Extent 1 photograph on carte-de-visite mount : albumen ; 9.3 x 5.6 cm. on mount 10.5 x 6.4cm

Samuel Paul was probably photographed twice, first on his incarceration at the Hobart Gaol as soon as Thomas J. Nevin began the systematic documentation of prisoners in 1871, and again by Nevin at the Hobart Gaol on the prisoner's release, 20 March 1878. The original verso has a transcription added at some time in the 1900s by archivists with the error in time and date of photographic capture.

POLICE RECORDS



Samuel Paul was sentenced to one month for gambling 1 April 1868



Samuel Paul was convicted of rape and sentenced to death 14 September 1869.

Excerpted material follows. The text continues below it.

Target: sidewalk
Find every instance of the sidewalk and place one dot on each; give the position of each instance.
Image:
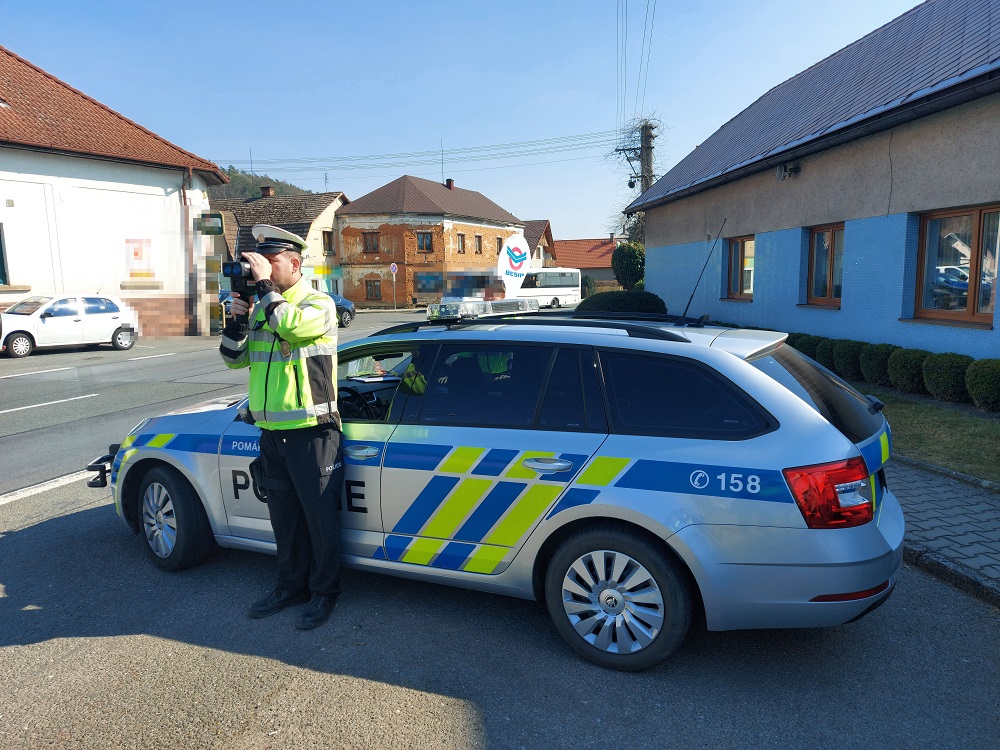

Samuel Paul was reprieved, term reduced to 15 years and photographed at the Hobart Gaol in 1871 on arraignment. Discharged from the Hobart Gaol on 20 March 1878, sentence remitted and probably photographed again by T.J. Nevin with his brother Constable John Nevin on release.


Australia's FIRST MUGSHOTS

PLEASE NOTE: Below each image held at the National Library of Australia is their catalogue batch edit which gives the false impression that all these "convict portraits" were taken solely because these men were transported convicts per se (i.e before cessation in 1853), and that they might have been photographed as a one-off amateur portfolio by a prison official at the Port Arthur prison in 1874, which they were not. Any reference to the Port Arthur prison official A. H. Boyd on the NLA catalogue records is an error, a PARASITIC ATTRIBUTION with no basis in fact. The men in these images were photographed in the 1870s-1880s because they were repeatedly sentenced as habitual offenders whose mugshots were taken on arrest, trial, arraignment, incarceration and/or discharge by government contractor, police and prisons photographer T. J. Nevin at the Supreme Court and adjoining Hobart Gaol with his brother Constable John Nevin, and at the Municipal Police Office, Hobart Town Hall when appearing at The Mayor's Court. The Nevin brothers produced over a thousand originals and duplicates of Tasmanian prisoners, the bulk now lost or destroyed. The three hundred extant mugshots were the random estrays salvaged - and reproduced in many instances- for sale at Beattie's local convictaria museum in Hobart and at interstate exhibitions associated with the fake convict ship Success in the early 1900s. The mugshots were selected on the basis of the prisoner's notoriety from the Supreme Court trial registers (Rough Calendar), the Habitual Criminals Registers (Gaol Photo Books), warrant forms, and police gazettes records of the 1870s-1880s. The earliest taken on government contract by T. J. Nevin date from 1872. The police records sourced here are from the weekly police gazettes which were called (until 1884) Tasmania Reports of Crime Information for Police 1871-1885. J. Barnard, Gov't Printer.